Jean-Jacques Rousseau était d'abord et avant tout un gourmand paresseux qui dormait à longueur de journée, mais qui avait parfois des élans de génie sur papier. Wayne Gretzky est un génie sur la glace, pas nécessairement dans la cuisine. Un politicien moyen, au QI moyen, offrant une vision de société parfois inférieure à la moyenne, peut tout de même être génie de la rhétorique.

Pour la même raison que savoir lire à 3 ans ne fait pas de quelqu'un le futur Nobel de la littérature, le fait d'être propre à 8 mois ne devrait pas être pris pour une prédisposition à devenir médecin ou avocat.

 

Donc, si l'on peut être génial sans être génie et avoir du génie sans être génial, à quoi sert le terme? À force de qualifier un enfant de surdoué, est-ce qu'on lui rend service? Au même titre que de catégoriser les gens d'idiots ou d'imbéciles peut dépersonnaliser des troubles de l'apprentissage, utiliser des superlatifs positifs comme «génie» peut avoir des conséquences négatives sur le développement intellectuel et social d'un enfant.

Ayant enseigné les relations internationales aux Center for Talented Youth (CTY) de l'Université Johns Hopkins de 2006 à 2007, des enfants dits surdoués, j'en ai vu. La majorité de mes étudiants étaient curieux, motivés et surtout, se moquaient d'être «talentueux» et comprenait la différence entre ce qu'ils ressentent et perçoivent, et ce que les tests peuvent bien en dire.

D'autres, moins chanceux, vivaient mal l'expérience: burn-out à 14 ans sous la pression de performance provenant des parents; sinon, perte de confiance soudaine, dès qu'un concept difficile venait bousiller l'attente que tout doit être facile quand on est «génial».

Dire à un enfant «tu es capable de tout, tu es un génie» peut être aussi grave que de lui dire «tu n'es capable de rien, tu es imbécile». D'abord, l'un ou l'autre implique qu'on lui impose un cadre analytique extérieur, impersonnel et universel, qui le définit, plutôt que de créer un espace dans lequel l'enfant peut se définir lui-même. Mais plus grave encore, on entre dans un système de pensée circulaire, par lequel les attentes et les exigences sont conçues pour valider ad absurdum une prémisse boiteuse. Ainsi, le con déconne et le brillant brille.

Au-delà des effets de l'étiquetage, posons-nous la question plus fondamentale: si aucun d'entre nous n'arrive à définir de manière crédible le phénomène de l'intelligence, pourquoi autant de personnes croient-elles pouvoir le mesurer? La réponse est simple: il n'y pas de mesure véritable, seulement une décision d'accorder à certaines capacités intellectuelles le statut de «preuve» du génie.

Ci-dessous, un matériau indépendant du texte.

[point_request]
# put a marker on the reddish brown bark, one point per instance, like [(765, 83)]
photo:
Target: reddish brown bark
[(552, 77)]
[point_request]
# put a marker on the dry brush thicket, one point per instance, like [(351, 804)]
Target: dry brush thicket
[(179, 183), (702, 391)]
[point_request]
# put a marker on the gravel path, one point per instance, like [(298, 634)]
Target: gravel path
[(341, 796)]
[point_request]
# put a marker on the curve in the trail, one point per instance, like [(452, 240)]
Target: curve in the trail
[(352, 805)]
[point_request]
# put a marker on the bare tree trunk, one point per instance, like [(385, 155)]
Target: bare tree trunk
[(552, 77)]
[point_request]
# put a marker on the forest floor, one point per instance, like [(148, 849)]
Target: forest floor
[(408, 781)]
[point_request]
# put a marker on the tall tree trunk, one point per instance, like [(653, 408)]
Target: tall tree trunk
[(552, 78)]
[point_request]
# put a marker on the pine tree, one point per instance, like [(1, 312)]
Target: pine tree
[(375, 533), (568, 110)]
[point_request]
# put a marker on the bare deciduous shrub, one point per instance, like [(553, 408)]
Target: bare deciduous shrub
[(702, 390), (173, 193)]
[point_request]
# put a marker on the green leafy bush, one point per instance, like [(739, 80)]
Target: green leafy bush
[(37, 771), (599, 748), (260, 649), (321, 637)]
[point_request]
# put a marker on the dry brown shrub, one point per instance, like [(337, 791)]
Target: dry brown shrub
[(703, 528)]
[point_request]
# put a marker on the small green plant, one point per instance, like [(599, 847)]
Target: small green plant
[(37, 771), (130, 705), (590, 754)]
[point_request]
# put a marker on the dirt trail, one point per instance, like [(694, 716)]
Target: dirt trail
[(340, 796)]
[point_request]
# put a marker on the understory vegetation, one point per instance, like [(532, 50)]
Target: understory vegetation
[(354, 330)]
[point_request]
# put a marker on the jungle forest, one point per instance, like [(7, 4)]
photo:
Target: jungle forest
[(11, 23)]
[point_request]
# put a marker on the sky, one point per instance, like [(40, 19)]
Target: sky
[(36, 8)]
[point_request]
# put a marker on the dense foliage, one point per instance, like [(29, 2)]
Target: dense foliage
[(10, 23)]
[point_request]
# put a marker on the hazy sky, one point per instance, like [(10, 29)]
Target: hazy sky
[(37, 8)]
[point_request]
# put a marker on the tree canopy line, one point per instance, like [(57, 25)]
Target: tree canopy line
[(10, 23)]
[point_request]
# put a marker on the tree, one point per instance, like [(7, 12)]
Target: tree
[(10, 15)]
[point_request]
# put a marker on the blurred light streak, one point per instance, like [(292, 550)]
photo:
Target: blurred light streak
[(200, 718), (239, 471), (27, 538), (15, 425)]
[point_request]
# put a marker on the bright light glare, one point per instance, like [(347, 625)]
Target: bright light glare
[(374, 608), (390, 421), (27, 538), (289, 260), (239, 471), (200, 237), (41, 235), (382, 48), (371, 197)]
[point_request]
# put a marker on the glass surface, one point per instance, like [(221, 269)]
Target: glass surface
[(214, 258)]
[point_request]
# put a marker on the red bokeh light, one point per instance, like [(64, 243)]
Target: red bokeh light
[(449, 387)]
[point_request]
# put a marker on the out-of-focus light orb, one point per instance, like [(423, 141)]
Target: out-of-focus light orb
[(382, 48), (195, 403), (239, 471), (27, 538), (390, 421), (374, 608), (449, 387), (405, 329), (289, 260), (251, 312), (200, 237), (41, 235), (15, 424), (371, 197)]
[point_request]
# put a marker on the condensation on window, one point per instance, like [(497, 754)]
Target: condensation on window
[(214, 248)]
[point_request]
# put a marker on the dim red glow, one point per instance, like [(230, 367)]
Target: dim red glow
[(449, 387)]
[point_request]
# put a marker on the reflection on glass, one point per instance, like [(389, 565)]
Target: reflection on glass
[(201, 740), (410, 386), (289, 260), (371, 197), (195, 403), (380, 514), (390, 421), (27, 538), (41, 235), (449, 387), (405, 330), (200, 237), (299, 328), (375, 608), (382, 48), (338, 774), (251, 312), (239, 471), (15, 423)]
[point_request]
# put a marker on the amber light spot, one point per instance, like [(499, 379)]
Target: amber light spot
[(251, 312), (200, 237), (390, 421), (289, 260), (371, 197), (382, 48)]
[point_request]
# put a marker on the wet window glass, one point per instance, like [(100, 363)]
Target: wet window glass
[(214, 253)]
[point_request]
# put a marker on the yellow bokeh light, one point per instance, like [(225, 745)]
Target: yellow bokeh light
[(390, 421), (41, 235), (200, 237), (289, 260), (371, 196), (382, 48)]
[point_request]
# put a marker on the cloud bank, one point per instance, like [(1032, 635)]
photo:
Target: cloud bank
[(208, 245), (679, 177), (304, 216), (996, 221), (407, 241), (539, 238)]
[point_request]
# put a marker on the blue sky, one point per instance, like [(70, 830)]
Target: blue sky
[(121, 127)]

Par exemple, pour être admis au Ivy League ou au CTY, il faut performer sur les tests standardisés SAT, qui vérifient les connaissances en mathématiques et le vocabulaire des jeunes. Aucune garantie que l'un ou l'autre de ces talents alimentera nécessairement un bon travail en relations internationales.

Avec ces tests, on ne mesure pas l'intuition, l'imagination, la persévérance, l'aptitude en recherche ou la créativité. Les tentatives de comptabiliser le génie n'obéissent aucunement les trois plus importants piliers de la science: il faut une hypothèse claire pouvant être prouvée fausse, il faut des données mesurables se rapportant directement à l'hypothèse, et la règle d'or, il ne faut jamais baser de grandes généralisations sur les résultats.

Avant même de chercher le génie, ceux qui écrivent les tests se disent l'avoir déjà trouvé. Ensuite, on calcule des données disparates généralement tachées par des prédispositions culturelles et de classe sociale, et finalement on utilise cette pseudo-science pour prédire (et valider à coup de beaux diplômes) l'avenir et les compétences des jeunes.

Le génie n'existe pas à l'état pur, en suspension dans quelques neurones attentives. Quant à moi, un enfant qui peut réciter une vignette entière des Têtes à claques est aussi brillant que celui qui régurgite une longue liste de mots à quatre syllabes ou des expressions latines comme ad absurdum. Mais bon, ce n'est pas moi qui écris les tests. D'ailleurs, si j'avais un tel luxe, je ne choisirais que des questions auxquelles je saurais répondre. Preuve ultime que le concept est ridicule.

L'auteur est doctorant au King's College de Londres et ancien professeur de relations interna-tionales au Center for Talented Youth, à l'Université Johns Hopkins, à Baltimore.